The ad industry’s self-regulatory privacy coalition has joined with the U.S. Commerce Department and Federal Trade Commission to plan for a browser-based do-not-track standard.
In addition, the Commerce Department has put forth seven basic privacy protections for consumers as part of its consumer bill of rights initiative. Although regulators seem pleased with the Digital Advertising Alliance’s browser-based DNT plans, privacy legislation may still be a reality in the future.
During a press call yesterday, the DAA was represented by its general counsel Stu Ingis, who said the organization – which encompasses large ad trade groups including the Direct Marketing Association and Interactive Advertising Bureau – will rely on the FTC to enforce compliance with the would-be browser-based tools and related requirements among DAA members. In other words, companies that are DAA members – including the web’s largest ad networks like Yahoo, Valueclick, and AOL Advertising – will have to answer to the FTC if they do not recognize DNT requests from consumers that come through the browsers.
“The DAA will immediately begin work to add browser-based header tools…to work with browser providers to make choice simple and clear,” said Ingis. “If the consumer selects a choice not to have data collected,” said Ingis, “that will be honored uniformly across all [DAA] companies.” He said the planned opt-out tool will continue tracking some online ad data for campaign reporting purposes.
The DAA has begun working with all the major browser companies, according to Ingis, who said he expects a standard for browser-based DNT to gestate for around nine months before being birthed for public use. The DAA currently runs the industry’s digital ad icon program which allows people to learn more about data tracked for advertising and allows them to opt-out from tracking.

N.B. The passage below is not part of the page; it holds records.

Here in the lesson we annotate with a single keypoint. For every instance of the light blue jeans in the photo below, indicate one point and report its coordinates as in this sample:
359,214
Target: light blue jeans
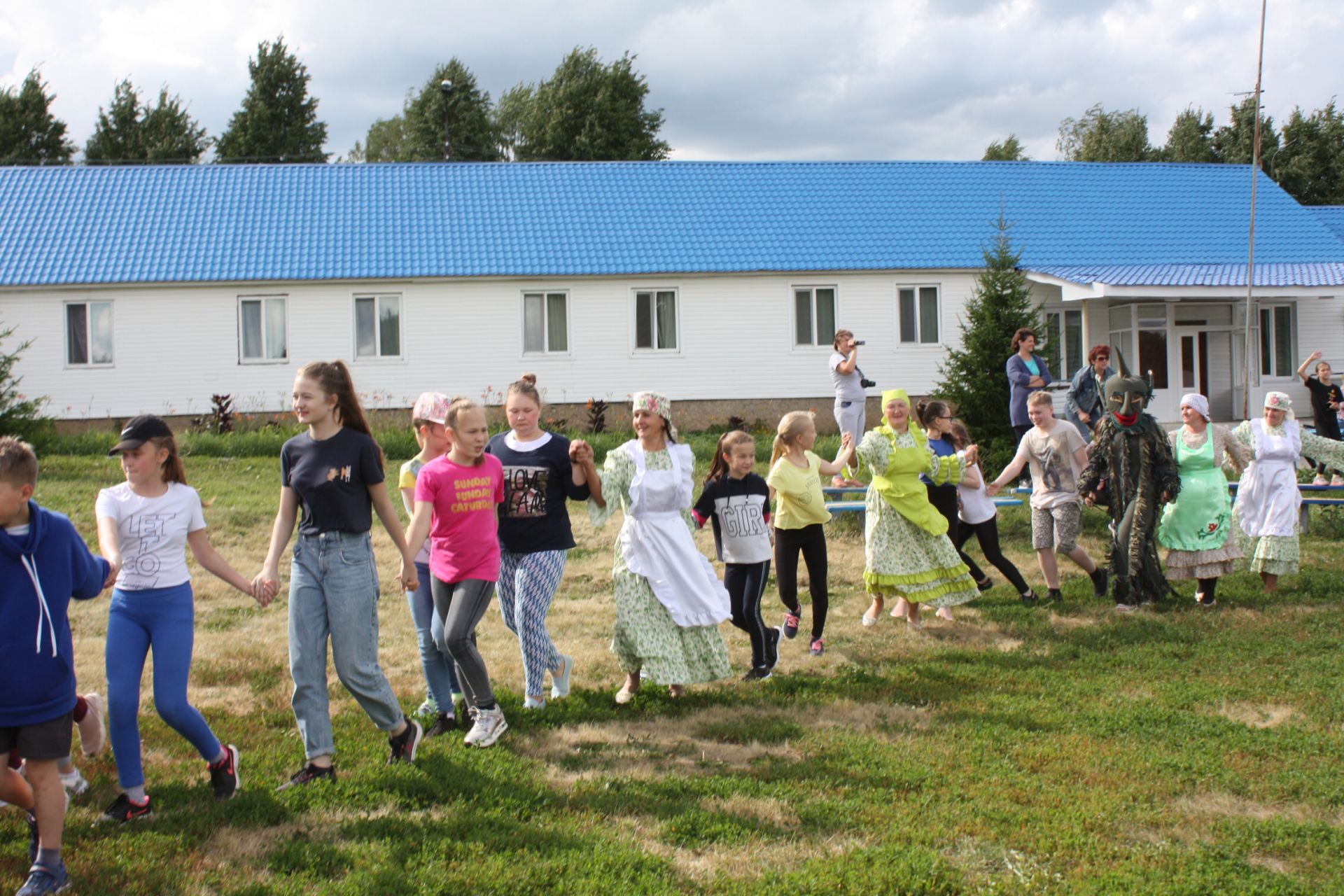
440,675
334,596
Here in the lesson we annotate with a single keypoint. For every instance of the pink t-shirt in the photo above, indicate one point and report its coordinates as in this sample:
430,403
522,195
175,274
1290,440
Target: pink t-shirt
463,539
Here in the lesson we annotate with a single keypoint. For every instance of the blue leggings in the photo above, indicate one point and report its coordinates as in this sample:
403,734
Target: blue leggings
162,620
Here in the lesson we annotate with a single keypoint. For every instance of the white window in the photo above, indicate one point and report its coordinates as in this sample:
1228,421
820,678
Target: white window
546,323
920,314
1277,354
813,315
378,327
88,333
656,320
1065,342
262,330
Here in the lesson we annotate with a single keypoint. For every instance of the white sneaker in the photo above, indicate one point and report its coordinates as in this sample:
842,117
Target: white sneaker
74,783
489,726
561,680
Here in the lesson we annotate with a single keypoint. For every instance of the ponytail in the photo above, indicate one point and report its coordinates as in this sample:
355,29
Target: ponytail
334,378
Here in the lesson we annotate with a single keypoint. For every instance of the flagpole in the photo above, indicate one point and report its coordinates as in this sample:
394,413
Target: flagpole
1250,255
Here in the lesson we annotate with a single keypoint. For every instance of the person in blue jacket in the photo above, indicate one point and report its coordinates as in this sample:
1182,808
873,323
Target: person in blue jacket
43,564
1027,372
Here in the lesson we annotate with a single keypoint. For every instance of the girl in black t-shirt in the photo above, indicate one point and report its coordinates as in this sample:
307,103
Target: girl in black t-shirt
738,503
334,473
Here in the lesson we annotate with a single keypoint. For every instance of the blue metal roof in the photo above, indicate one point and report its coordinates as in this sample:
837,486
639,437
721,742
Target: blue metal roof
1273,274
210,223
1332,216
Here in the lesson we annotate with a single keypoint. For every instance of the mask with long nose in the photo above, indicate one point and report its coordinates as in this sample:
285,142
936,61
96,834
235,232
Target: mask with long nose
1126,396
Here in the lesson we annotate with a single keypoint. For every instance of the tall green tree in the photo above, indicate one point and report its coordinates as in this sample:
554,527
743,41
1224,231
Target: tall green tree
1234,143
134,131
277,120
585,112
1105,136
1310,163
30,134
417,134
974,375
1191,137
1009,149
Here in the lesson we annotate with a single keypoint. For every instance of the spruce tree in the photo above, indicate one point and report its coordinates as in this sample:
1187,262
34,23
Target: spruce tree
974,375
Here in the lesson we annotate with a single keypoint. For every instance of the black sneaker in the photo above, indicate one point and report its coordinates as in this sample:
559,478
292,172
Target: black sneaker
444,723
124,811
223,774
308,774
406,743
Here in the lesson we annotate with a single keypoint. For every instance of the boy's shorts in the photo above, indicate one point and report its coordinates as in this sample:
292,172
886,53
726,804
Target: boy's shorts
43,741
1057,527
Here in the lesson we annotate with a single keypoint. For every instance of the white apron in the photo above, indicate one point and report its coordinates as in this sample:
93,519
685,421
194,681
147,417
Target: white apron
1268,498
657,546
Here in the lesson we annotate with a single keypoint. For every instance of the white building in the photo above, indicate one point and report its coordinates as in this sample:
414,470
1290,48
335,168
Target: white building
148,289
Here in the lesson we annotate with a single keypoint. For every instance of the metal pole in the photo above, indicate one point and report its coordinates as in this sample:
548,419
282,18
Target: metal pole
1250,257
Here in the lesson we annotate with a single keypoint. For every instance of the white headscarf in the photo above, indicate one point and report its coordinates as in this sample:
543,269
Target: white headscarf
1280,402
1196,402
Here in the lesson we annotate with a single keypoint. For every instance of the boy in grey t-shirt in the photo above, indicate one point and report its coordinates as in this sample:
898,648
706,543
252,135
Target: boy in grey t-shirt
1057,453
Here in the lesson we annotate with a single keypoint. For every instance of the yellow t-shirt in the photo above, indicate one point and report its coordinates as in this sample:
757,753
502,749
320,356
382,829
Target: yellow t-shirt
802,501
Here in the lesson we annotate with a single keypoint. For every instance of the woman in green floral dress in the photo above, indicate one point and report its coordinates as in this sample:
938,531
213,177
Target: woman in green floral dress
668,599
906,545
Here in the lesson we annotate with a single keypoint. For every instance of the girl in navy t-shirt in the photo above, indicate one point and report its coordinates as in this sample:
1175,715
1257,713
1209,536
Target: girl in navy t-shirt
738,503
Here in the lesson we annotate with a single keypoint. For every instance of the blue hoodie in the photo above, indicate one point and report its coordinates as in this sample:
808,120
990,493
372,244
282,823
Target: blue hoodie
39,574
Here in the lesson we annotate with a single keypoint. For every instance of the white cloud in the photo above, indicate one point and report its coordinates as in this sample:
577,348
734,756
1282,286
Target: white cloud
737,78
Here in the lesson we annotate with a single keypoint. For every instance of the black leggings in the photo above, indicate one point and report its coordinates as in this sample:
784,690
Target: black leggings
812,542
746,583
987,533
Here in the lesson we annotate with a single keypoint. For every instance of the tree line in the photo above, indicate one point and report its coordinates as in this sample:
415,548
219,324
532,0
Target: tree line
1306,156
587,111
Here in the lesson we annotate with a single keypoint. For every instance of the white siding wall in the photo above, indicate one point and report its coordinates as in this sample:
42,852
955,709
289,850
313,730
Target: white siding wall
174,347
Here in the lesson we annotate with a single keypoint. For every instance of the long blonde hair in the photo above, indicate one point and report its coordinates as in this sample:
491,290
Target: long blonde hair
793,425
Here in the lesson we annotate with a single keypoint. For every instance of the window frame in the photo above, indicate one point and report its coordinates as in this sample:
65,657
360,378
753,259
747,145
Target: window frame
676,317
65,327
378,328
262,298
1262,336
793,311
918,340
546,316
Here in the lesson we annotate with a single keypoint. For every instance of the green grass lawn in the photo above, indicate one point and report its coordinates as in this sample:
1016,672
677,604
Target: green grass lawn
1021,750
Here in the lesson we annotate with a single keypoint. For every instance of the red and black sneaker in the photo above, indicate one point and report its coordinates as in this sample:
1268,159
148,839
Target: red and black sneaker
124,809
223,774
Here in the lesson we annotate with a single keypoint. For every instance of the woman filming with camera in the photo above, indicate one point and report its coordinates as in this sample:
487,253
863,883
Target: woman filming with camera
850,383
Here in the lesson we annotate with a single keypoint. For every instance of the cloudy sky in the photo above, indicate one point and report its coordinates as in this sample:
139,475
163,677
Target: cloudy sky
750,80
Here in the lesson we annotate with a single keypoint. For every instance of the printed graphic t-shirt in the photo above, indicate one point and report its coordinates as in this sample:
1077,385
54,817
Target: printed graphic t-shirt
153,533
538,480
463,538
741,514
407,481
1054,470
331,480
802,501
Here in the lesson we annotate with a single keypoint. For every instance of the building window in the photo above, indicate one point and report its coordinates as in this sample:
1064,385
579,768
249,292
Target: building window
546,323
656,320
262,330
1277,340
920,314
88,333
378,327
813,315
1065,349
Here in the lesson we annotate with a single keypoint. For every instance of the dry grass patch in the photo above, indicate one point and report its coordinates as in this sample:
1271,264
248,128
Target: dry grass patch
1269,715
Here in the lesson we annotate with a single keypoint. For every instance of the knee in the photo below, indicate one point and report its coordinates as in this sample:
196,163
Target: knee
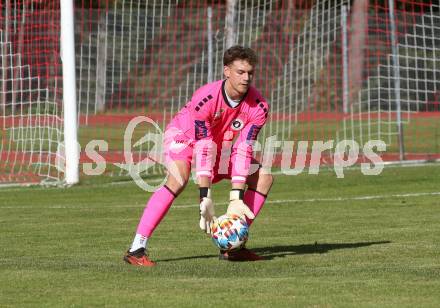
268,181
177,185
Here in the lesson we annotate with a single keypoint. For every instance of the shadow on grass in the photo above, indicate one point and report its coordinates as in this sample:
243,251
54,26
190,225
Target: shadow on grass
271,252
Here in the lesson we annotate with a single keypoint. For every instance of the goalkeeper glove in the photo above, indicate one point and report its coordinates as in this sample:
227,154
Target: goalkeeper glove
237,207
207,213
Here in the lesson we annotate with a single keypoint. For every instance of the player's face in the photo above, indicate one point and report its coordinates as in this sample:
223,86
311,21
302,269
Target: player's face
239,76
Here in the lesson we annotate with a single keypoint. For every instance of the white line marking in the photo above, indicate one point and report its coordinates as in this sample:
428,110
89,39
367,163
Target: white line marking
282,201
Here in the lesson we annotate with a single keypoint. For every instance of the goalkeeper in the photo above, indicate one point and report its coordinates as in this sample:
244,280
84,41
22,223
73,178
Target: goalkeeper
219,124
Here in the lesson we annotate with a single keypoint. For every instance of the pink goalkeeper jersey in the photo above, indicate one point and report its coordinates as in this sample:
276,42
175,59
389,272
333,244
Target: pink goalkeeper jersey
208,121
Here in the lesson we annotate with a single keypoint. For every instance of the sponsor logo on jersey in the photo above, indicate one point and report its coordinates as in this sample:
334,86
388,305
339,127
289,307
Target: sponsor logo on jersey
253,133
201,131
218,114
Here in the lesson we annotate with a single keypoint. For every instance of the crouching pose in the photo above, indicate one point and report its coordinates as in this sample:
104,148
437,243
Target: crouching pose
219,125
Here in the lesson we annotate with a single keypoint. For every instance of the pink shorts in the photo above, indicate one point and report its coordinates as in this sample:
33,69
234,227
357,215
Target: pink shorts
177,146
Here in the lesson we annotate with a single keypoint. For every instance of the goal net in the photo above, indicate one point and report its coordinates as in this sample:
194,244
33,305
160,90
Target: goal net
331,70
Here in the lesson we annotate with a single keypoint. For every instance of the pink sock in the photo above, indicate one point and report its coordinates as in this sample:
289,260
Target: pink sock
155,210
255,201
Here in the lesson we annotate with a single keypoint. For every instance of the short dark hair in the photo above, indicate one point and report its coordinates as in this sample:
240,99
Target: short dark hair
238,52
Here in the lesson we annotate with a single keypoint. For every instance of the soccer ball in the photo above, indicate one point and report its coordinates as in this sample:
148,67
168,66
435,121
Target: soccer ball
229,232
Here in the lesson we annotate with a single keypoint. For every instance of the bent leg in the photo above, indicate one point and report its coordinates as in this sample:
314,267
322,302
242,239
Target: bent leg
161,200
259,185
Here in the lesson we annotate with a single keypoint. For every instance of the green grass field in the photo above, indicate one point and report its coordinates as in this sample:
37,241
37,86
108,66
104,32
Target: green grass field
366,241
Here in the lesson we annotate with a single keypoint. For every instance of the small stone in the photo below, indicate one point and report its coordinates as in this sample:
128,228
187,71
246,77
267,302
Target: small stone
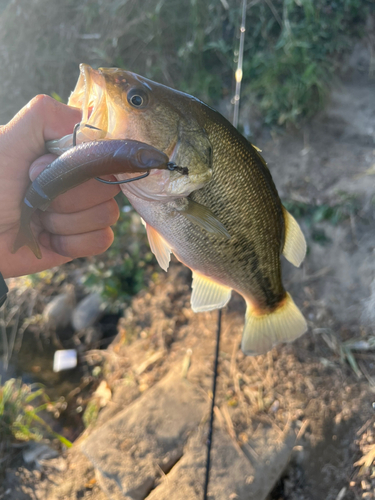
88,311
58,311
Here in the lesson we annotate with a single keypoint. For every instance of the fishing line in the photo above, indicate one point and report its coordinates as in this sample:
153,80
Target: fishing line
238,77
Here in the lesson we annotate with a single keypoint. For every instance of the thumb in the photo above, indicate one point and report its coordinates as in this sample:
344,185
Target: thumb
42,119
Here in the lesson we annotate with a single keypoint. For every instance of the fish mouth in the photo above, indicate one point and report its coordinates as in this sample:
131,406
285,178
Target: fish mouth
90,97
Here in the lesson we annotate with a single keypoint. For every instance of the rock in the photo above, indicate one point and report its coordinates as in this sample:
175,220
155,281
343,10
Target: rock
88,311
58,311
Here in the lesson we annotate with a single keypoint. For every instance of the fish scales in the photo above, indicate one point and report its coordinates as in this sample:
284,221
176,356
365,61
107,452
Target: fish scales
224,220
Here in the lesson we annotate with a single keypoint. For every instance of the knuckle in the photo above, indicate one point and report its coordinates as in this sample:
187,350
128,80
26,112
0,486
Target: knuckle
49,222
106,241
40,101
113,212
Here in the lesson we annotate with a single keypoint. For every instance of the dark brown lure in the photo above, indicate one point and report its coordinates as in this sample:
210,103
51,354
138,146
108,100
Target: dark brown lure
79,164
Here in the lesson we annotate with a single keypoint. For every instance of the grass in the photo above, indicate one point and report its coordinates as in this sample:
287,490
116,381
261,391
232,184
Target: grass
293,48
346,207
20,419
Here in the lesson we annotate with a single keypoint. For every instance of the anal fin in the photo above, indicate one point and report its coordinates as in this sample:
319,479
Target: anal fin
159,247
295,244
263,331
208,295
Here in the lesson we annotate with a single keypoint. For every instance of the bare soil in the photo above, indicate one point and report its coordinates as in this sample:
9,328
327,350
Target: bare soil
323,384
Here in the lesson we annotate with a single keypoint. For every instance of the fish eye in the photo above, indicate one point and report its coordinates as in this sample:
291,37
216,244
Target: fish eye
137,98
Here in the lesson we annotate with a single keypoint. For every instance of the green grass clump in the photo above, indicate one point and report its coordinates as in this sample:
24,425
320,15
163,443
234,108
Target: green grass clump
20,420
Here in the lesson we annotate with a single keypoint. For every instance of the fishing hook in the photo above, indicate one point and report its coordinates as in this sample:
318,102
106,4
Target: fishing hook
170,165
76,127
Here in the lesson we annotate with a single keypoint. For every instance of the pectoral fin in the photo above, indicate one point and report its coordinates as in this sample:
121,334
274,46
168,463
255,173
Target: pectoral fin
203,217
158,247
295,244
208,295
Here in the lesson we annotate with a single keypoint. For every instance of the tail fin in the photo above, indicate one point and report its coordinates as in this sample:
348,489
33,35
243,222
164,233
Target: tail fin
24,237
262,332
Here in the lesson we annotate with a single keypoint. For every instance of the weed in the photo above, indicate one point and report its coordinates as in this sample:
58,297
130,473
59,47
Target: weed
20,420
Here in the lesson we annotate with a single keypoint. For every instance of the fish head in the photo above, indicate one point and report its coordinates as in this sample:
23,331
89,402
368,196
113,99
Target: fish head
118,104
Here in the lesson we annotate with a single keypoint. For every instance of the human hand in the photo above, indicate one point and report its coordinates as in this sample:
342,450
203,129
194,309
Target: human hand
77,223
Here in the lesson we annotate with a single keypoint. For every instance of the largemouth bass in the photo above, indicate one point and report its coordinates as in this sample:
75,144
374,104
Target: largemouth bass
224,220
77,165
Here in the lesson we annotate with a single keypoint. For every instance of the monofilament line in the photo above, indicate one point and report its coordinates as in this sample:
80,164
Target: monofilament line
210,430
238,77
238,74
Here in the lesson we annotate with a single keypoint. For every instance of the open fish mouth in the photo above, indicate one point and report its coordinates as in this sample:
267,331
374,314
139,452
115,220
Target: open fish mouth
90,96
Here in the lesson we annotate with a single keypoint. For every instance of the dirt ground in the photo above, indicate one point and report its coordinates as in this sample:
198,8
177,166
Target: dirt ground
323,384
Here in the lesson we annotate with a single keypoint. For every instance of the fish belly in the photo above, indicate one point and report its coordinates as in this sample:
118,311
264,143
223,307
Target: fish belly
231,263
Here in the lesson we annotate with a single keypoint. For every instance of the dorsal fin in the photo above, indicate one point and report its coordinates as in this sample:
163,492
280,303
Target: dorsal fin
208,295
295,244
158,246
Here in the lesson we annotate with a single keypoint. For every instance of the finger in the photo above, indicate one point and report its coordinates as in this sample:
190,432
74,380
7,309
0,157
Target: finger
85,196
78,245
42,119
92,219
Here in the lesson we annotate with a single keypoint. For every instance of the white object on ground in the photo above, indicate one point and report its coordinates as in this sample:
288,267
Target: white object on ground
64,360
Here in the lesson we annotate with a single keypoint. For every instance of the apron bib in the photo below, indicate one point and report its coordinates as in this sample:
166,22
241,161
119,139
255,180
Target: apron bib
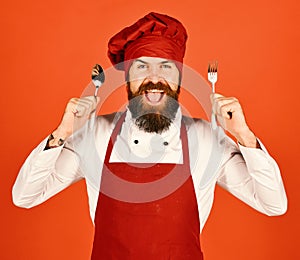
164,229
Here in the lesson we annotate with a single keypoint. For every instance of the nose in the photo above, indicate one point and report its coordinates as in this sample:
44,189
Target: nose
154,75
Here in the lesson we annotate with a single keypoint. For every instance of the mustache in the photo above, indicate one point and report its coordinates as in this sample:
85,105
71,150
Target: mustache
144,87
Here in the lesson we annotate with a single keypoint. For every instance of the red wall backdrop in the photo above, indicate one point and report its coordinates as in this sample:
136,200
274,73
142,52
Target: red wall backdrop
256,43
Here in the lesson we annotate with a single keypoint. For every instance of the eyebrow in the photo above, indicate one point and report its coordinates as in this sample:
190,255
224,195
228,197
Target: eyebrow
145,62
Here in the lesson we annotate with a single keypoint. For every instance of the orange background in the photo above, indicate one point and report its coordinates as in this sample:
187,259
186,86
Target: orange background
256,43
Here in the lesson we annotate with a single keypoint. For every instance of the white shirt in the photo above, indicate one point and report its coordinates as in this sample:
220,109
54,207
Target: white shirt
248,173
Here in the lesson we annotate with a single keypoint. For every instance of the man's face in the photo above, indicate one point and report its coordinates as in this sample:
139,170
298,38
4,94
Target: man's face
153,93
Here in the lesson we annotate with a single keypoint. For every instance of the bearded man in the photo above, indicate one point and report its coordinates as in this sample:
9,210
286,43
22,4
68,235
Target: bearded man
145,165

The DAA “really are stepping up to our challenge to protect privacy,” said FTC Chairman Jon Leibowitz. The agency will work with the DAA to implement the DNT plans, he said, noting, “This is a big step…. It’s not the end and it may not be the beginning of the end.”
Indeed, several privacy bills are pending in Congress, including one called the Commercial Privacy Bill of Rights Act, introduced last year by Senators John Kerry and John McCain.
In conjunction with the DAA initiative, the Commerce Department laid out its consumer privacy bill of rights principles: (1) individual control over the types of data collected, (2) transparency on data use, (3) respect for the context in which data is provided, (4) secure and responsible handling of data, (5) the ability for consumers to access and ensure data accuracy, (6) a reasonable amount of data collection by companies, and (7) accountability of companies for strong data practices.
“We’ll be working with Congress to implement this through legislation,” said Secretary of Commerce John Bryson of the department’s privacy bill of rights. “We need this now. We cannot wait,” he continued, adding, “We envision this plan will be of great interest internationally.”
In January, Neelie Kroes, VP of the European Commission, called for a global DNT framework. The standard should be suitable for all providers of digital goods and services and satisfy laws around the world, she said. Throwing down the gauntlet, Kroes also called for an agreement on the DNT standard by June.
In December 2010, the Commerce department released its report on commercial data privacy, indicating support for voluntary programs protecting commercial data privacy. It also called for the establishment of a new division of the department to deal solely with commercial data privacy, and makes a push towards ensuring that privacy codes are feasible worldwide.
That same month, the FTC suggested a persistent cookie-like browser DNT mechanism should be put in place to protect consumer privacy. The tool would notify third party ad tracking and targeting firms that a consumer does not want to be tracked or receive targeted ads.